Last but not least, let’s talk tensors. I almost removed the tensor core results from this graph, but ultimately I left them in to highlight just what the tensor cores mean for compute developers who have tasks well-suited for them. When configured to use the tensor cores, our GEMM benchmark runs hit 97.5 TFLOPs, 3.7x faster than Titan V’s already fast FP16 performance. Or to put this another way, this one card is doing 97 trillion floating point operations in a single second.
Relative to the high efficiency marks we saw earlier with the CUDA cores, the tensor cores don’t come quite as close. 97.5 TFLOPs is about 89% of the Titan V’s rated 110 TFLOPs tensor core performance. Besides the fact that the tensor cores are extremely dense – they’ll give your power and cooling a good run for their money – I suspect that Titan V is feeling the pinch of memory bandwidth. The loss of a stack of HBM2 means that it’s trying to perform trillions of operations on only billions of bytes of memory bandwidth.

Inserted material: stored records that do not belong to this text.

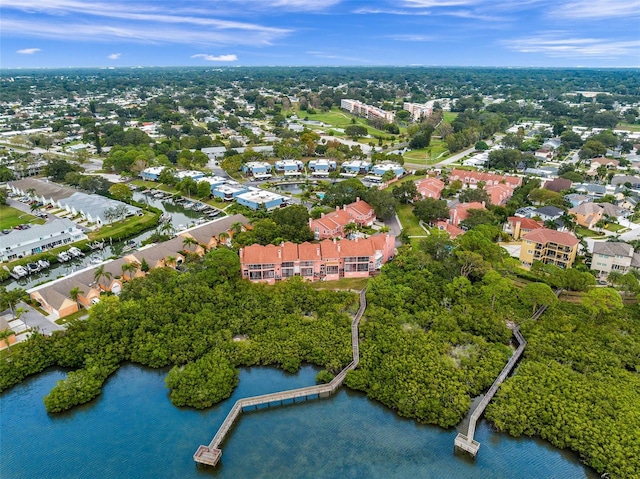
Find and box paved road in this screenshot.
[16,301,65,335]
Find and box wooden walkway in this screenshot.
[194,289,367,467]
[454,297,558,457]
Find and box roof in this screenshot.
[570,202,603,216]
[508,216,542,231]
[592,241,633,258]
[0,218,79,251]
[348,199,374,216]
[544,178,572,193]
[522,228,579,247]
[535,206,564,217]
[10,178,75,202]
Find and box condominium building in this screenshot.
[340,99,395,122]
[519,228,579,269]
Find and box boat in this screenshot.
[159,213,172,223]
[57,252,70,262]
[122,240,137,252]
[37,259,50,269]
[12,265,28,278]
[89,240,105,250]
[27,262,41,274]
[90,257,104,265]
[153,192,165,199]
[68,247,84,258]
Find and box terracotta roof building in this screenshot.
[309,199,376,240]
[519,228,579,269]
[239,234,395,284]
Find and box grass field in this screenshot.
[302,107,402,140]
[0,205,46,230]
[616,122,640,132]
[88,211,159,242]
[308,277,370,291]
[396,203,426,237]
[403,139,449,166]
[443,112,458,123]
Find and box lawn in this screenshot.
[616,122,640,132]
[0,205,45,230]
[575,226,605,238]
[88,211,159,242]
[396,203,427,237]
[308,277,369,291]
[443,112,458,123]
[403,139,449,166]
[302,107,402,139]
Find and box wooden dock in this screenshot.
[454,322,528,457]
[194,289,367,467]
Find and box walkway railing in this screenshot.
[194,289,367,467]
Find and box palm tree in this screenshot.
[182,236,199,252]
[0,329,14,352]
[218,231,230,247]
[165,255,176,268]
[121,262,137,280]
[230,222,243,234]
[93,264,112,287]
[69,287,82,309]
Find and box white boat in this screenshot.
[37,259,50,269]
[159,213,172,223]
[68,247,84,257]
[12,265,28,278]
[57,252,70,262]
[27,262,41,274]
[89,241,105,250]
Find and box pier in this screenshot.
[454,312,538,457]
[194,289,366,467]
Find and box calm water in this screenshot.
[0,364,598,479]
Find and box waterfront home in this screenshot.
[274,160,304,176]
[236,189,287,211]
[176,170,206,181]
[241,162,273,179]
[341,160,371,176]
[210,183,249,201]
[308,159,337,177]
[140,166,166,181]
[239,234,395,284]
[176,214,250,251]
[519,228,579,269]
[0,218,87,262]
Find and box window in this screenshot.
[301,261,314,267]
[301,268,313,276]
[326,265,339,274]
[282,262,294,268]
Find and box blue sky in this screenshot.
[1,0,639,68]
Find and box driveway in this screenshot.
[15,302,65,335]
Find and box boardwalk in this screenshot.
[194,289,367,467]
[454,324,527,456]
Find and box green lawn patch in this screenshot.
[308,277,369,291]
[443,112,458,123]
[88,211,159,242]
[403,139,449,166]
[616,122,640,132]
[575,226,605,237]
[396,204,426,236]
[0,205,45,230]
[303,107,401,139]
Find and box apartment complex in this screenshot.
[309,199,376,240]
[239,234,395,284]
[340,99,395,122]
[519,228,579,269]
[403,102,433,121]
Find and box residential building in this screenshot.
[403,102,433,121]
[448,169,522,189]
[564,194,591,209]
[591,241,640,278]
[176,170,206,181]
[241,162,272,179]
[309,199,376,240]
[590,157,619,170]
[371,162,405,178]
[341,160,371,176]
[274,160,304,176]
[448,201,486,227]
[140,166,166,181]
[485,184,514,205]
[436,221,464,239]
[239,234,395,284]
[533,206,564,222]
[236,189,287,211]
[416,177,445,199]
[340,99,395,122]
[177,214,250,252]
[0,218,87,262]
[308,159,337,176]
[504,216,543,240]
[519,228,579,269]
[570,202,604,229]
[544,178,572,193]
[210,182,249,201]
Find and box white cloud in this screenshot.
[107,53,121,60]
[550,0,640,19]
[403,0,479,6]
[16,48,41,54]
[388,34,435,42]
[503,34,640,58]
[191,54,238,62]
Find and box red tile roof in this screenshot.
[508,216,542,231]
[522,228,579,247]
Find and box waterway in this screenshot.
[3,192,215,291]
[0,364,599,479]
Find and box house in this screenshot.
[371,162,405,178]
[436,221,464,239]
[573,183,608,199]
[236,189,287,211]
[611,175,640,188]
[544,178,572,193]
[308,159,337,177]
[590,157,619,170]
[0,317,17,350]
[0,218,87,262]
[241,162,272,179]
[416,177,445,199]
[448,169,522,189]
[239,234,395,284]
[210,183,249,201]
[341,160,371,176]
[485,184,514,205]
[309,199,376,240]
[591,241,640,278]
[519,228,579,269]
[274,160,304,176]
[564,194,591,209]
[570,203,604,229]
[535,148,554,161]
[176,170,206,181]
[533,206,564,222]
[176,214,250,251]
[448,201,486,227]
[504,216,543,240]
[140,166,166,181]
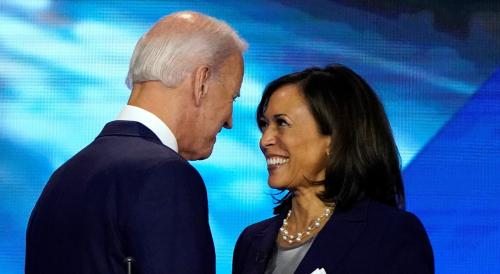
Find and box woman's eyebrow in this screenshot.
[262,113,289,121]
[273,113,287,119]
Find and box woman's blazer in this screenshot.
[233,199,433,274]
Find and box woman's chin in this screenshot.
[267,178,289,190]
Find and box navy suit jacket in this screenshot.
[26,121,215,274]
[233,199,433,274]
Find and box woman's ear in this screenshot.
[193,65,210,107]
[325,136,332,157]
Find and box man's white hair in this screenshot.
[126,11,247,89]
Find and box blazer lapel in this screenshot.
[295,200,370,274]
[247,214,284,274]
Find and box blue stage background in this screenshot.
[1,1,499,273]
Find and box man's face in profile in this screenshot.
[192,53,244,160]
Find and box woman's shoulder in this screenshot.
[366,200,426,229]
[364,199,431,250]
[364,200,434,272]
[239,214,282,237]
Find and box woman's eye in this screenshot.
[258,120,268,130]
[276,118,289,127]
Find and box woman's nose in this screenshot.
[260,127,276,149]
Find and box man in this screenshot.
[25,11,246,274]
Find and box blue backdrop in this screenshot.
[1,0,499,273]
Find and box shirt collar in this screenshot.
[116,105,178,152]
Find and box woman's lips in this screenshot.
[266,156,289,170]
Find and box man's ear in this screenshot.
[193,65,210,107]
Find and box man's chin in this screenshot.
[194,154,210,161]
[190,146,214,161]
[182,138,216,161]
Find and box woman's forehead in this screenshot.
[264,86,312,119]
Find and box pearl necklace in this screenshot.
[279,205,335,244]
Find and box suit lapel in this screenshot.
[294,200,370,274]
[247,214,284,274]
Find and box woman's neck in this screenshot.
[288,186,329,234]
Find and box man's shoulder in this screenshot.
[67,131,185,170]
[53,134,202,192]
[93,130,180,159]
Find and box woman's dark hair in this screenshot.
[257,64,405,212]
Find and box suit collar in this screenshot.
[251,199,371,274]
[97,120,164,147]
[116,105,178,152]
[295,199,370,274]
[248,211,287,274]
[329,198,370,222]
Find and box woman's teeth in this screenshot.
[267,157,289,166]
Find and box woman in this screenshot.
[233,65,433,274]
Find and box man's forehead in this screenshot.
[223,53,243,73]
[218,53,243,97]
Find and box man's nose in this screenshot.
[223,114,233,129]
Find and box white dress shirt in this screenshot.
[116,105,178,152]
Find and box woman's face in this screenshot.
[259,84,331,191]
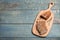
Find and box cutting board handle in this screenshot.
[48,2,54,10]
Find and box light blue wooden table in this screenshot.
[0,0,60,40]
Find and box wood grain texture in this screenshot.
[0,10,60,23]
[0,0,60,39]
[0,24,60,37]
[0,0,60,10]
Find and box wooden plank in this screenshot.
[0,0,60,4]
[0,10,60,23]
[0,4,60,10]
[0,24,34,37]
[0,10,38,23]
[0,0,60,10]
[0,37,59,40]
[0,24,60,37]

Finally, I can’t reiterate enough that when looking at tensor core performance, context is king here. The tensor cores are very fast, but they are highly specialized. GPUs in general are only good for a subset of overall computing tasks, and the tensor cores take that one step further. In super dense matrix multiplication scenarios they excel, but they have little to offer outside of that. Thankfully for NVIDIA and its newly found deep learning empire, neural networks map very well to tensor operations.
Moving on from our low-level GEMM benchmark, let’s move up a level to something a bit more practical with some of SiSoftware’s Sandra’s GPU compute benchmarks. Unfortunately for reasons I haven’t yet been able to determine, Sandra’s CUDA benchmarks aren’t working with NVIDIA’s latest drivers, which limits us to working with OpenCL and DirectX compute shaders. Still, this gives us a chance a look at performance outside of specialized CUDA applications.
Relatively speaking, Titan V once again punches above its weight. In FP32 mode Sandra’s compute shader benchmark clocks the card as processing 25 Gigapixels per second, versus 18.4 for the Titan Xp, a 37% difference and once again exceeding the on-paper differences between these products. I suggest caution in reading too much into these synthetic compute results, as real-world workloads aren’t nearly as neat and tidy. But it continues to point to the Volta architecture having improved things by quite a bit under the hood.
Meanwhile, because NVIDA doesn’t expose fast FP16 mode outside of CUDA, the Titan V’s FP16 performance doesn’t get used to its fullest extent here. Fast FP64 on the other hand is exposed, and Titan V leaves every other Titan in the dust.
The story is much the same using DX11 video (pixel) shaders. Though it’s very interesting that Titan V isn’t showing the same kind of sizable performance gains here as it did using a compute shader.
A bit more real-world is Sandra’s financial analysis benchmark, which performs a series of operations including the ever-important Monte Carlo simulation. Titan V is once again well in the lead here, punching above its weight relative to the Titan Xp. FP64 performance is also much stronger than the other Titans, though on a relative basis, the performance drop-off for moving to FP64 is much more than the 50% performance hit that we’d expect on paper.